Electroluminescence (EL) imaging takes advantages of the radiadive inter-band recombination of excited charge carriers in solar cells. For electroluminescence investigation the module is operated as a light emitting diode and the emitted radiation due to recombination effects can be detected with a sensitive Si-CCDs camera. For electroluminescence images, the solar cells are supplied, via their metal contacts, with a defined external excitation current while the camera takes an image of the emitted photons at wavelength > 850 nm. Since EL is a low light source, a dark environment is necessary in order to decrease the background noise during the measure. Damaged areas of a solar module appear dark or shine less than good areas.
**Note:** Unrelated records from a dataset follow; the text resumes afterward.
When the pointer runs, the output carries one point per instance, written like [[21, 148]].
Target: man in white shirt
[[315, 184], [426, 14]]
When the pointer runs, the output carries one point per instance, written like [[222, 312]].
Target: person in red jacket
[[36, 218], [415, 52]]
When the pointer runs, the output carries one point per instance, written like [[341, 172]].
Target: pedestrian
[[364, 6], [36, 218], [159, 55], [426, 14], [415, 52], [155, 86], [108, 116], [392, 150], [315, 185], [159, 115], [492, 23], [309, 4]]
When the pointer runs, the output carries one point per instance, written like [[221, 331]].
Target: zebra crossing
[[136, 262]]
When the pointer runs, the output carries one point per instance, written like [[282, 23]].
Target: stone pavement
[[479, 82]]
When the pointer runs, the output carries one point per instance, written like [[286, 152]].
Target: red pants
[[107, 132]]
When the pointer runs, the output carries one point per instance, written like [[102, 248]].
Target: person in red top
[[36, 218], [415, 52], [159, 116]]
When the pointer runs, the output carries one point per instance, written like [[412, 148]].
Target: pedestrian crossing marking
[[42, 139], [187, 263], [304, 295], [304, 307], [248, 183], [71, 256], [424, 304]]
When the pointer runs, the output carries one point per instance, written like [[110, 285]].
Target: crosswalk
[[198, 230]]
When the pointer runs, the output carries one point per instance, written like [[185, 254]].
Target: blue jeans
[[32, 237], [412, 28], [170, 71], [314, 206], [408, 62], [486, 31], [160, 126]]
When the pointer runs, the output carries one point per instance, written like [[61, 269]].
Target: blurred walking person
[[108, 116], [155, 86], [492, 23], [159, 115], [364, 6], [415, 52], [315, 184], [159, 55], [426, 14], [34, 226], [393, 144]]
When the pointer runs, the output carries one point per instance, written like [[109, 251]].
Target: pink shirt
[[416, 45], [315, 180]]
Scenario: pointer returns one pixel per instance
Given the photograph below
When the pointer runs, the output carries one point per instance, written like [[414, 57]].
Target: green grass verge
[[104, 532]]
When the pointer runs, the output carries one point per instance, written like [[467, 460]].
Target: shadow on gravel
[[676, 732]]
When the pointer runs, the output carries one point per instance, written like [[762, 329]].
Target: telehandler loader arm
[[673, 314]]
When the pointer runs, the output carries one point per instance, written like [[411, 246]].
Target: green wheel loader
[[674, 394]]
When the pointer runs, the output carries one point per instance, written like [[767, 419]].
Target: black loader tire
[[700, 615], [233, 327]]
Electroluminescence imaging can be used to detect a multitude of defects in crystalline silicon solar cells, furthermore EL technique provide images with very high resolution that enable to resolve details lesser in size than IR-images that should be hardly perceptible to the eye, such as:

  • Micro cracks.
  • Bad finger contacts.
  • Electrical shunts.
  • Broken contacts.
  • Fragments in broken cells.
  • Electrically separated cell areas.
  • Grain boundaries.
  • Crystallization faults in cell material.

The picture here below shows different defects in a polycrystalline silicon module, such as:

  • A long crack over 10 cells (1).
  • A smaller crack over 3 cells (2).
  • Inactive cell parts (3).
  • Impurity inside the cells (4).
  • Cell part isolated from the bus bar by micro cracks (5).
  • Mark of the sinteroven’s grate (6).